Voilà ce qu’Il fera bientôt  quand Il s’enflammera de toutes ses forces  devant les larmes continuelles de son Eglise,  et les sueurs de sang de son épouse.   Car, par son église suppliante,  Il verse d’abondantes larmes;  par ses martyrs,  il sue des sueurs de sang,  jusqu’à ce qu’Il  vienne à la rencontre de son  unique, i.e.,  le peuple chrétien,  qu’un si grand nombre de siècles ont conduit à la mort;  et qu’Il  le tire du grabat mortel,  pour le rendre à la joie éternelle de la mère spirituelle.   Cela n’est que trop vrai,  mes frères,  parce que le temps de la naissance du Christ est venu,  et la virginité qui va enfanter  brille déjà de tous les feux d’un miracle céleste.    Et  ce n’est pas une étoile qui nous annonce  la naissance du divin Roi,  mais la croissance elle-même  du soleil .  Nous accourrons tous pour L’adorer,  et avec des présents sacrés,  nous professons que le Dieu Roi  procède d’un temple vierge.  Offrons des présents,  car à la naissance d’un roi,  une oblation publique est toujours préparée.  Offrons des présents,  parce que celui qui manque de ferveur  adore les mains vides.   Le Mage nous en donne la preuve  lui qui,  chargé d’or,  embrasé par l’encens,  sacré par la myrrhe, s’incline devant le berceau du Christ.
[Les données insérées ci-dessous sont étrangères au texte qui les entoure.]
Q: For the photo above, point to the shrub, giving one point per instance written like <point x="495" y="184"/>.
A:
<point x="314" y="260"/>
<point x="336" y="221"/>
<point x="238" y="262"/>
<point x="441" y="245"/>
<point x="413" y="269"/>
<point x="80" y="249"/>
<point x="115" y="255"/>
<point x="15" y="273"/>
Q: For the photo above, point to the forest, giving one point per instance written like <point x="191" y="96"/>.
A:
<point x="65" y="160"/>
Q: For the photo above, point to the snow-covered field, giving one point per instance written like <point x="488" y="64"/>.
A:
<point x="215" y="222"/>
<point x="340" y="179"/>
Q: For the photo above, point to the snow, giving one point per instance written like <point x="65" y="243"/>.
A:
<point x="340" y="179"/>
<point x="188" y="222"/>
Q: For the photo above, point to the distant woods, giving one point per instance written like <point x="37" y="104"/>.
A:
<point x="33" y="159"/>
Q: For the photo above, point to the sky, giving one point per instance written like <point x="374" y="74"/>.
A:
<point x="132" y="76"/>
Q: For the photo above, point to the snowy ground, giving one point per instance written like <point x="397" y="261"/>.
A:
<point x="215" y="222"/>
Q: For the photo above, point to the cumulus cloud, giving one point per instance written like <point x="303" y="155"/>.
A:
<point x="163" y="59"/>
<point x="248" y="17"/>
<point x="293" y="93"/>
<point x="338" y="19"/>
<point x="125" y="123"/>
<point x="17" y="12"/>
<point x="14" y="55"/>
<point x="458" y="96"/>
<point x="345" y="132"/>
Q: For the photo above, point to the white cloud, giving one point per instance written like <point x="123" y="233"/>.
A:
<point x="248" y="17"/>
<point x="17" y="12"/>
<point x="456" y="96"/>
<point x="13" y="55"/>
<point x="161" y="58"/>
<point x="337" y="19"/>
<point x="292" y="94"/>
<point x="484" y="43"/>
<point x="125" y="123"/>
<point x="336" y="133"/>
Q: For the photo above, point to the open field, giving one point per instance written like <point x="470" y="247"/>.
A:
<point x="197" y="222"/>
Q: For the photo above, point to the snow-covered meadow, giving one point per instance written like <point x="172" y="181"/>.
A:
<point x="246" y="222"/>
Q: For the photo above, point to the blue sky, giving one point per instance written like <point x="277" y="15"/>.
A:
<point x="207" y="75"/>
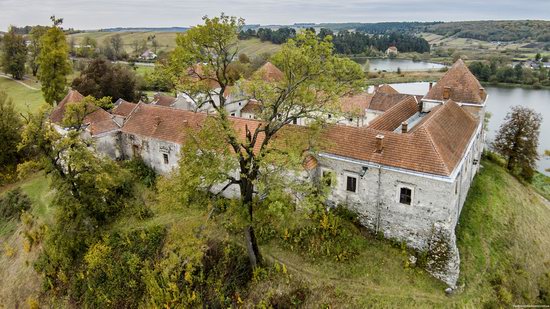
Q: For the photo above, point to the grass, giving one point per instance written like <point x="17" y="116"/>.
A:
<point x="24" y="99"/>
<point x="167" y="41"/>
<point x="502" y="236"/>
<point x="20" y="283"/>
<point x="255" y="47"/>
<point x="37" y="188"/>
<point x="541" y="183"/>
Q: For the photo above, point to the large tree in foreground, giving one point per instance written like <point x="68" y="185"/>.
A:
<point x="54" y="63"/>
<point x="14" y="54"/>
<point x="313" y="81"/>
<point x="517" y="140"/>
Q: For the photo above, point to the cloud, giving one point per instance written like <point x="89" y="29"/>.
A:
<point x="85" y="14"/>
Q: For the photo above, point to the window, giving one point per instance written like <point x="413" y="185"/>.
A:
<point x="327" y="178"/>
<point x="405" y="196"/>
<point x="135" y="150"/>
<point x="351" y="184"/>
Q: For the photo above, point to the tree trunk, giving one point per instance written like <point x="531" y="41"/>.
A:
<point x="247" y="191"/>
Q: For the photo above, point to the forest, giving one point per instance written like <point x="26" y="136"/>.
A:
<point x="347" y="42"/>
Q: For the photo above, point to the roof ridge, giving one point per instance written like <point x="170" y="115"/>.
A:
<point x="425" y="132"/>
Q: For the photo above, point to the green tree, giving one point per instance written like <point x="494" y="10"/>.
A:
<point x="90" y="191"/>
<point x="34" y="47"/>
<point x="517" y="140"/>
<point x="54" y="63"/>
<point x="116" y="44"/>
<point x="10" y="135"/>
<point x="104" y="79"/>
<point x="313" y="80"/>
<point x="14" y="54"/>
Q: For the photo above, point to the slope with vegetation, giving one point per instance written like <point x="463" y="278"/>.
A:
<point x="504" y="245"/>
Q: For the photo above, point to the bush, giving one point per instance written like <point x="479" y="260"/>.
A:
<point x="113" y="268"/>
<point x="14" y="203"/>
<point x="213" y="274"/>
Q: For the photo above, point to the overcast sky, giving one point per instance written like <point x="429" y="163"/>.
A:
<point x="95" y="14"/>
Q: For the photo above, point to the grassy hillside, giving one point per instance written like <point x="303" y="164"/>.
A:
<point x="167" y="41"/>
<point x="503" y="238"/>
<point x="24" y="98"/>
<point x="489" y="30"/>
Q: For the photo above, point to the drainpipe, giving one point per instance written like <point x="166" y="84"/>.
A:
<point x="378" y="202"/>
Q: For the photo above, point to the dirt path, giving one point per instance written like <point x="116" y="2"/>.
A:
<point x="18" y="81"/>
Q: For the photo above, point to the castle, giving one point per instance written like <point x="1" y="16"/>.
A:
<point x="403" y="163"/>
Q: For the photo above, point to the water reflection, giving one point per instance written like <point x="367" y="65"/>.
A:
<point x="499" y="103"/>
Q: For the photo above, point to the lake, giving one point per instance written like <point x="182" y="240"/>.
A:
<point x="499" y="103"/>
<point x="391" y="65"/>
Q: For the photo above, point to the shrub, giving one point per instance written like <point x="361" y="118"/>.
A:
<point x="14" y="203"/>
<point x="214" y="275"/>
<point x="113" y="267"/>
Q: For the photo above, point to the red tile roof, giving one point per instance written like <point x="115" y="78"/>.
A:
<point x="59" y="111"/>
<point x="435" y="146"/>
<point x="99" y="120"/>
<point x="396" y="115"/>
<point x="462" y="84"/>
<point x="163" y="100"/>
<point x="386" y="89"/>
<point x="252" y="107"/>
<point x="383" y="101"/>
<point x="270" y="73"/>
<point x="123" y="108"/>
<point x="169" y="124"/>
<point x="356" y="104"/>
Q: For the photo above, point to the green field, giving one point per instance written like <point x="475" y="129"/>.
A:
<point x="167" y="41"/>
<point x="503" y="239"/>
<point x="24" y="99"/>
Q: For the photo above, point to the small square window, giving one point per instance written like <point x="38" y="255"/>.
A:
<point x="351" y="184"/>
<point x="327" y="178"/>
<point x="405" y="196"/>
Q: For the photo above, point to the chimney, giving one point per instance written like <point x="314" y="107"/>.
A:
<point x="446" y="93"/>
<point x="404" y="127"/>
<point x="379" y="143"/>
<point x="481" y="92"/>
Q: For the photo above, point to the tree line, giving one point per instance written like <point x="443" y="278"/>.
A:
<point x="497" y="70"/>
<point x="278" y="36"/>
<point x="347" y="42"/>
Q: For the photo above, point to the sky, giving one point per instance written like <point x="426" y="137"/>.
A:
<point x="96" y="14"/>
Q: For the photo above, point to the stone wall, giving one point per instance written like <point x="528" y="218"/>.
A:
<point x="162" y="156"/>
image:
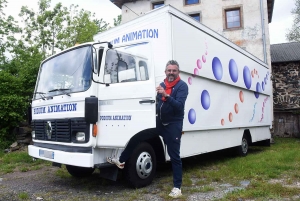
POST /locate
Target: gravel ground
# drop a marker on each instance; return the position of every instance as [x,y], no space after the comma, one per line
[46,184]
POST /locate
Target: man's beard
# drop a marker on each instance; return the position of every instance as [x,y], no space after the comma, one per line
[171,78]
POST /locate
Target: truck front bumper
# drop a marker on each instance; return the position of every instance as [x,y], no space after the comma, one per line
[63,157]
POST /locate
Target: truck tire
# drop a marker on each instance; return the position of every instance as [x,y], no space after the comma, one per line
[140,168]
[76,171]
[242,150]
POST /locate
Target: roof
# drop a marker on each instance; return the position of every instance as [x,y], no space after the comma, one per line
[270,4]
[285,52]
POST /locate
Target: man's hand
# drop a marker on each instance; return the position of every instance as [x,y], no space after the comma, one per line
[161,91]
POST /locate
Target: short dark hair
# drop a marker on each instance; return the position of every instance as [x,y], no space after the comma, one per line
[172,62]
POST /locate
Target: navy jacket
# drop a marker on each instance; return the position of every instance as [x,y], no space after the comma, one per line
[172,110]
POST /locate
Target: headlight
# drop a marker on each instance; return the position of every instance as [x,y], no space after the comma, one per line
[33,134]
[80,137]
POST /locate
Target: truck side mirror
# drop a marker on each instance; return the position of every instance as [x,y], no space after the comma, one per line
[91,110]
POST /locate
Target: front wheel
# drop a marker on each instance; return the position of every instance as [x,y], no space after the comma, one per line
[76,171]
[140,168]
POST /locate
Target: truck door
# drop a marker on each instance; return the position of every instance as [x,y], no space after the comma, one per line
[127,102]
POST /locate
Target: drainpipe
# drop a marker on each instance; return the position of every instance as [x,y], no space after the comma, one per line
[263,29]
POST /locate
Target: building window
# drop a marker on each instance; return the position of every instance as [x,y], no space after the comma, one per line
[158,4]
[233,18]
[190,2]
[196,16]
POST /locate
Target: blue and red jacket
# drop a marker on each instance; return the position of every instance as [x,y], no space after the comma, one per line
[172,110]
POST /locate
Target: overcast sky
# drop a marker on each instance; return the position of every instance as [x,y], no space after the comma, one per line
[282,19]
[102,8]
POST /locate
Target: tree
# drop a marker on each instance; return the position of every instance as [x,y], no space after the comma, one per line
[8,27]
[294,33]
[81,27]
[42,28]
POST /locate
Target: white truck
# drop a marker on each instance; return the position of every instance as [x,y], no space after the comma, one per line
[91,99]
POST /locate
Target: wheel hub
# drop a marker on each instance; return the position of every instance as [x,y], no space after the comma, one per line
[144,165]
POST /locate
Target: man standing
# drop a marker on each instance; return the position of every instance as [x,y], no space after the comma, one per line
[171,96]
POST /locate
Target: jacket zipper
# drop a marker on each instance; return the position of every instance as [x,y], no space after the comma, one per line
[160,110]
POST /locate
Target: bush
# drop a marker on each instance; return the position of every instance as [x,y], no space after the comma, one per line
[12,107]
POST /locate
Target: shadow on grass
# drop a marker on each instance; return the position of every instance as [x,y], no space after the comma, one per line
[95,183]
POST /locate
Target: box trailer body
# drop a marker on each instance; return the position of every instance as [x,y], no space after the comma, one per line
[90,100]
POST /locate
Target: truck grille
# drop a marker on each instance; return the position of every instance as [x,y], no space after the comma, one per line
[63,130]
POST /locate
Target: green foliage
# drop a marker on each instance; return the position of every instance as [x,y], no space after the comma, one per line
[12,105]
[60,27]
[293,34]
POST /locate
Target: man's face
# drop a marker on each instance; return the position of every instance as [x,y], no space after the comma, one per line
[172,72]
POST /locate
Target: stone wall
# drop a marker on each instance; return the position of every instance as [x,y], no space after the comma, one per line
[286,99]
[286,89]
[286,124]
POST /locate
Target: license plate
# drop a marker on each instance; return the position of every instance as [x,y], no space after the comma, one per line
[46,154]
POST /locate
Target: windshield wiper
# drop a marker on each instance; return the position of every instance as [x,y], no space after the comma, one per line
[41,94]
[60,90]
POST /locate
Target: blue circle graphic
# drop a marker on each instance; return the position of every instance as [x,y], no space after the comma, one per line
[258,90]
[217,68]
[247,77]
[205,99]
[192,116]
[233,70]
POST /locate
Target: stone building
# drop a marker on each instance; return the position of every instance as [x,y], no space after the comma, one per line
[286,91]
[243,22]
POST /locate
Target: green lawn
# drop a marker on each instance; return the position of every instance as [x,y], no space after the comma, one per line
[273,172]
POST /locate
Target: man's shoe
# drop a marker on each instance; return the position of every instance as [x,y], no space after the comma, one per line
[175,193]
[116,162]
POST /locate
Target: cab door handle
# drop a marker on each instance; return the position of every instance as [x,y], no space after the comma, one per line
[147,101]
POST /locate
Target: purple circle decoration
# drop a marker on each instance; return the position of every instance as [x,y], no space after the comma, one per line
[199,63]
[205,99]
[192,116]
[217,68]
[247,77]
[203,58]
[258,90]
[233,70]
[190,80]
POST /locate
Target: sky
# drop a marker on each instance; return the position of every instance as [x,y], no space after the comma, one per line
[102,8]
[282,19]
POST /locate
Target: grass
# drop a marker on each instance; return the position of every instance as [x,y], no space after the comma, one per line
[19,161]
[272,173]
[23,195]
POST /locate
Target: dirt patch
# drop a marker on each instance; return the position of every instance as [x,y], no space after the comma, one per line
[45,184]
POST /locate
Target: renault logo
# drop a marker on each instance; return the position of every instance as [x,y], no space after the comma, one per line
[49,129]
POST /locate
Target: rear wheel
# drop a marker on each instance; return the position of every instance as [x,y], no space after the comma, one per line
[140,168]
[242,150]
[76,171]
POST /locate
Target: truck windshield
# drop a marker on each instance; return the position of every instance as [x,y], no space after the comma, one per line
[66,73]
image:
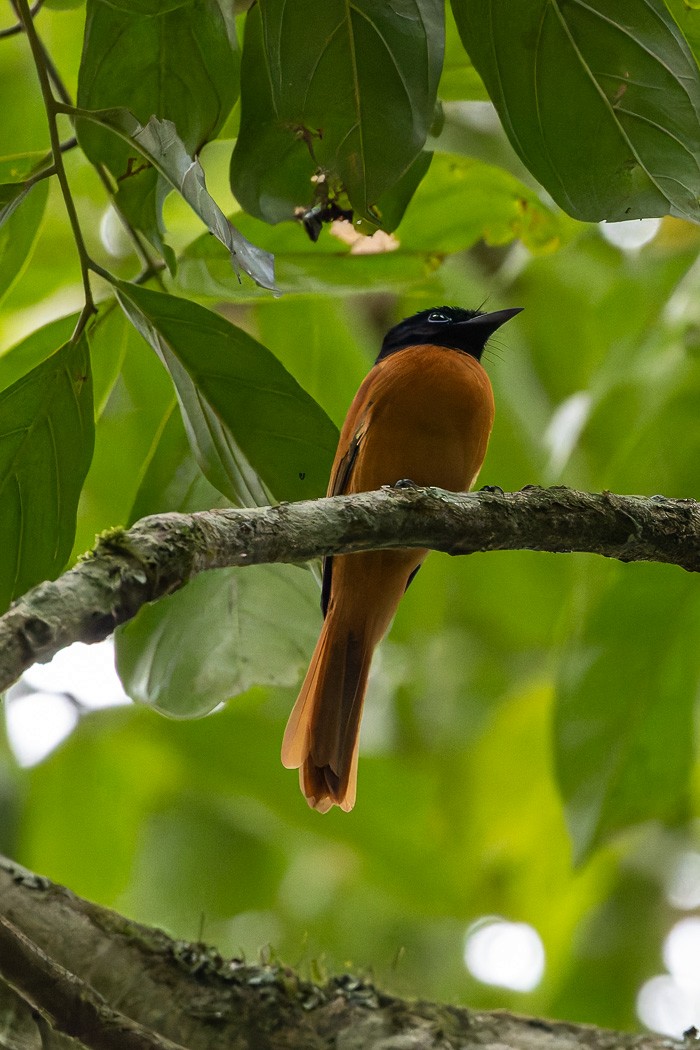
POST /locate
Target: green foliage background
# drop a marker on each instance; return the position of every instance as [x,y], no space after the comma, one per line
[529,746]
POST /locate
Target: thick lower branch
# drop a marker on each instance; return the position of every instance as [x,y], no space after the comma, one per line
[161,553]
[173,990]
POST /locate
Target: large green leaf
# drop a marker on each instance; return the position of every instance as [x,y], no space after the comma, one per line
[626,698]
[347,89]
[223,633]
[133,395]
[46,435]
[460,202]
[170,60]
[601,103]
[158,142]
[255,432]
[170,477]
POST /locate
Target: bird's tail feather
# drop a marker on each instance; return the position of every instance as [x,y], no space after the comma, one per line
[322,733]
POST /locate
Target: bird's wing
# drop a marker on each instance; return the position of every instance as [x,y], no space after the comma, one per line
[340,480]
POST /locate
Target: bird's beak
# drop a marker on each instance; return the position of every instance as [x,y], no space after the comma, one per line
[490,322]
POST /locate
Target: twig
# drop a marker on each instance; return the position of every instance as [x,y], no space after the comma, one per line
[161,553]
[39,55]
[64,1002]
[13,30]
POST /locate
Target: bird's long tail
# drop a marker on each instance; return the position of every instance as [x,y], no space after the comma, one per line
[322,734]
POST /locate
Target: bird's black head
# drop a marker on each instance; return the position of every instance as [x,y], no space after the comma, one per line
[451,327]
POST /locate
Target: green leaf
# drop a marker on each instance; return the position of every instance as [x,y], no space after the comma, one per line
[46,435]
[133,397]
[254,431]
[624,707]
[463,201]
[601,104]
[167,60]
[460,202]
[21,212]
[347,89]
[157,141]
[460,81]
[171,479]
[214,638]
[26,355]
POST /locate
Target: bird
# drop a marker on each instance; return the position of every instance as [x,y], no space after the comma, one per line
[423,415]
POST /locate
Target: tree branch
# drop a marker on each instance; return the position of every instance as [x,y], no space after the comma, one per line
[161,553]
[67,1004]
[189,993]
 Qu’est-il donc le chrétien qui ne fait pas ce qu’a fait le Mage ?   Qu’est-il donc si  pendant les réjouissances de la naissance du Christ,  le pauvre pleure,  le captif gémit,  l’étranger se lamente,  l’itinérant pousse des cris de douleur ?  Le Juif a toujours honoré les fêtes célestes par le dixième de son revenu ;  quelle idée se fait de lui un chrétien qui ne les honore pas par le centième !...   Mes frères,  que personne ne prenne cela pour une hyperbole,   mais pour  la plainte  d’un cœur blessé.    Je me désole,  oui,  je me désole  quand je lis que les mages ont arrosé le berceau du Christ avec de l’or,  et quand je vois que les chrétiens  laissent vide l’autel du corps du Christ;  et en ce moment surtout  quand la faim ravage les pauvres;  quand se répand la tourbe misérable des captifs .  Que personne ne dise   «  je n’ai rien à donner »,  puisque Dieu ne demande que ce que tu as,  non ce que tu n’as pas. Car les deux pièces de monnaie de la veuve ont paru à Dieu un don de grand prix.  Soyons dévoués à Dieu pour que la créature nous soit dévouée.  Soutenons les misères de nos proches,  pour que nous soyons libérés de nos misères.   Remplissons l’autel de Dieu  pour que l’abondance des fruits remplisse nos greniers.   Il est certain que si nous ne donnons pas,  nous n’avons pas à nous plaindre de ne rien recevoir.   Que notre Dieu Lui-même vous donne  les biens présents aussi bien que ceux du futur,  par Notre-Seigneur Jésus-Christ,  à Qui est tout l’honneur et la gloire perpétuelle,  avec le Saint-Esprit,  pendant tous les siècles des siècles.   Amen.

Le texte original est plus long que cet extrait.